The group's resurgence started in 1979 with the appropriately named Low Budget and continued in 1983 when "Come Dancing" became a hit single on the fledgling MTV network. "That video was very important to us. If we hadn't made it, the record would have never come out in the U.S.," Davies laughs. "Luckily for us, MTV didn't have that many videos at the time, so it ran over and over!"
But for most of the '90s, the Kinks -- with just Ray and Dave left from the original lineup -- became inactive, mostly owing to bad brotherly blood. The brothers' always tempestuous relationship was exacerbated by Dave's 1996 autobiography, Kink, in which Dave paints Ray as selfish, egotistical and cold. Dave also accused Ray of blatant thievery when it came to songwriting credits.

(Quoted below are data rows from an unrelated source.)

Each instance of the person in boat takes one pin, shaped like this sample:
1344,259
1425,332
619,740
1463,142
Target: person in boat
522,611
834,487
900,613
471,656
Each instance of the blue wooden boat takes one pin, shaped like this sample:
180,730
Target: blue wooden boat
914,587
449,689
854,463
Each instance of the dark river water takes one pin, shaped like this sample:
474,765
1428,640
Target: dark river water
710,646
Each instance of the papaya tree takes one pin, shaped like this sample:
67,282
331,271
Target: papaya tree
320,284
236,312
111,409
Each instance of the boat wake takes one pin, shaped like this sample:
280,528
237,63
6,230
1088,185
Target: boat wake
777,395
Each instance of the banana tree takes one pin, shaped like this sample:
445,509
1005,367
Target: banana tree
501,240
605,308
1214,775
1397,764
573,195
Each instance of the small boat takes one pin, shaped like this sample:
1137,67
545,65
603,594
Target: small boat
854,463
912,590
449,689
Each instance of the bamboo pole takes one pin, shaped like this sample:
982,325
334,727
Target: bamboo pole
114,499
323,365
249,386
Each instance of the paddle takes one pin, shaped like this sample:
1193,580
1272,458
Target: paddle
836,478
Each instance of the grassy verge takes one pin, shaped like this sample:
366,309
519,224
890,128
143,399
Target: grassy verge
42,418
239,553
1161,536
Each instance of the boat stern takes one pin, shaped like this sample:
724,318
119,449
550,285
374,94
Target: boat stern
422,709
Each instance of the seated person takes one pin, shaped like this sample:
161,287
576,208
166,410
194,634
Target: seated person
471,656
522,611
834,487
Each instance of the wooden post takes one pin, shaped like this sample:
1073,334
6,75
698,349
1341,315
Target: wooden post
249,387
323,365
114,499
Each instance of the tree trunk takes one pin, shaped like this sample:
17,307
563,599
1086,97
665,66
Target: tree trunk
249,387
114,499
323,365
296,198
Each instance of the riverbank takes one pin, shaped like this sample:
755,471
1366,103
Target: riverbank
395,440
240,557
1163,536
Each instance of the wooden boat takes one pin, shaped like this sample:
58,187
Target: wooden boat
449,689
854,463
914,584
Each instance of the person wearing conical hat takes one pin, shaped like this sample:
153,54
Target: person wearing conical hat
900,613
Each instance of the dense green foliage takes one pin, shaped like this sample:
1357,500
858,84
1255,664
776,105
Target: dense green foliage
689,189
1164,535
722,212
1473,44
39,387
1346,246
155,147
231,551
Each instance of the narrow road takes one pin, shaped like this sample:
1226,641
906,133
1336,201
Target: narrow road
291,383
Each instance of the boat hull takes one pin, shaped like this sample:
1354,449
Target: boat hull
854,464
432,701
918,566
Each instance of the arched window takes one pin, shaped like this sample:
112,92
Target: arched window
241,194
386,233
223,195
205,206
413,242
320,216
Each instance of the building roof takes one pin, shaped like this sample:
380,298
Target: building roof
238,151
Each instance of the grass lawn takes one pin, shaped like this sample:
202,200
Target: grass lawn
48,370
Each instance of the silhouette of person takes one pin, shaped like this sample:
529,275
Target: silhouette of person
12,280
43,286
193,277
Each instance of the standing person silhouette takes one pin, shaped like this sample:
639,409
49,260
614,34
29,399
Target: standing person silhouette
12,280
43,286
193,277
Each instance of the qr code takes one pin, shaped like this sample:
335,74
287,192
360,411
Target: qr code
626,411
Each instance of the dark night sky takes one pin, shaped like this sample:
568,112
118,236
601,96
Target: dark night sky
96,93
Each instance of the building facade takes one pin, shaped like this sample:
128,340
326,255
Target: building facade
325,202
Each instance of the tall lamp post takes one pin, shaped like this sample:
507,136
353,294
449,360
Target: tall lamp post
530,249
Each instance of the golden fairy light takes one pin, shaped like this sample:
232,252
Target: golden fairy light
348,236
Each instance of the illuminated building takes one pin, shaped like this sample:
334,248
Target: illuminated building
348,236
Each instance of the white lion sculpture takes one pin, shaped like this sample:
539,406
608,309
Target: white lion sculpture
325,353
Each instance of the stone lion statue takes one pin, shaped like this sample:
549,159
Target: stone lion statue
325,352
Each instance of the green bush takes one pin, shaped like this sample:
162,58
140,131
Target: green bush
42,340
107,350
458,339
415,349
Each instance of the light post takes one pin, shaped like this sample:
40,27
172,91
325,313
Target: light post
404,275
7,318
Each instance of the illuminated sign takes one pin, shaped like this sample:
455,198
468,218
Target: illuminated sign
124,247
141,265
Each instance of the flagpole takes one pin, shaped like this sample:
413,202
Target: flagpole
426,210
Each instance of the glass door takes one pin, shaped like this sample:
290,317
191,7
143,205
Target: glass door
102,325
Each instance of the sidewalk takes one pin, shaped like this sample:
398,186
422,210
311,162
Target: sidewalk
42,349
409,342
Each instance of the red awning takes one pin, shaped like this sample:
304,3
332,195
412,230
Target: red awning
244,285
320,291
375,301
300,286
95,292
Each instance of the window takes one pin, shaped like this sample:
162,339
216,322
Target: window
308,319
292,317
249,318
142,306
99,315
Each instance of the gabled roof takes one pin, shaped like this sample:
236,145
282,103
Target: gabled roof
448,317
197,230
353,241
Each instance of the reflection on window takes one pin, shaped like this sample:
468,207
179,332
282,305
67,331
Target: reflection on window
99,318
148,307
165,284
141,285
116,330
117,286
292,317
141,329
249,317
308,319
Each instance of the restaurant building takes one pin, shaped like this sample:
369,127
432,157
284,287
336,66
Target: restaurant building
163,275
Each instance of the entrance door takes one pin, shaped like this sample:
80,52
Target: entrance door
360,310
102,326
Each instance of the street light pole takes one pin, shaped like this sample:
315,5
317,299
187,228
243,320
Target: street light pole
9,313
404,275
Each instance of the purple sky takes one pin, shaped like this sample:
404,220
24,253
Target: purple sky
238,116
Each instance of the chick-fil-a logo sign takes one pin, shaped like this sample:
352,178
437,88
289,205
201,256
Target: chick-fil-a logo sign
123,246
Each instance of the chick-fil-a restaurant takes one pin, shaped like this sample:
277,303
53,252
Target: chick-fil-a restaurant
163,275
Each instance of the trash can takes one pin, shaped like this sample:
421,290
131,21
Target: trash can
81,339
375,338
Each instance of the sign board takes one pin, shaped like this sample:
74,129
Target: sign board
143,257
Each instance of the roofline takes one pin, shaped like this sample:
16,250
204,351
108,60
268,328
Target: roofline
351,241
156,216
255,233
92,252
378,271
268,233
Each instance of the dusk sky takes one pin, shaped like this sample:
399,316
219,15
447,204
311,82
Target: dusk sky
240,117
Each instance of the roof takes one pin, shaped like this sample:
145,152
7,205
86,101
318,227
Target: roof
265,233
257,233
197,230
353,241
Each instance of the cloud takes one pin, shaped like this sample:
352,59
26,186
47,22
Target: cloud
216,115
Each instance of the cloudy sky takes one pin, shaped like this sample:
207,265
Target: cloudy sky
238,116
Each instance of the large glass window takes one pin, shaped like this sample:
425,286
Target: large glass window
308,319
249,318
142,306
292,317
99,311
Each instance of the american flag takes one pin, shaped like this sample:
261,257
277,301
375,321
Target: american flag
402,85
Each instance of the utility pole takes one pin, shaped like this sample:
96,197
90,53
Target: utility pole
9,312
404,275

Ray claims not to have read the book. "It's it's a difficult thing, really," he says. "With Dave coming in so late with that it's an issue that he should have dealt with at the time if he had a gripe about it. I don't know the precise songs Dave feels that he's been badly done by, but I think the [existing] songwriting credits accurately reflect our individual [contributions]."
An item on his Web site (www.raydavies.com) says the brothers had dinner together last year, but there was no talk of music or reviving the Kinks. Still, Ray says any group that would tour under that name in the future would have to include both brothers. Dave is currently on tour with his Kink Kronikles show.
"I'm trying to contact Bill Gates to see if he can invent some kind of artifact to do my brother's work!" Davies says. "The thing about Dave, he's a great hooligan, a real wild card. I'd come in with a careful plan for each song, and he would deliberately do something outrageous But I always tell [the engineer] to press the record button. Because no matter how outrageous his playing is, it will be usable -- and it will be better than any other guitar player can do."
In addition to Storyteller, Ray has been busy directing films and documentaries. He's also writing -- plays, a book of short stories, a choral piece and a full-blown musical loosely based on the video for "Come Dancing." His better-late-than-never debut solo studio record is also in the works.
Meanwhile, a new generation of Britpop stars have been singing Davies's praises, much as he once did for Chuck Berry and James Burton. It's clear the Kinks' impact has resounded long after those of more successful contemporaries have been forgotten. After all, there's a reason you find the Kinks -- and not Herman's Hermits or the Dave Clark Five -- in the Rock and Roll Hall of Fame.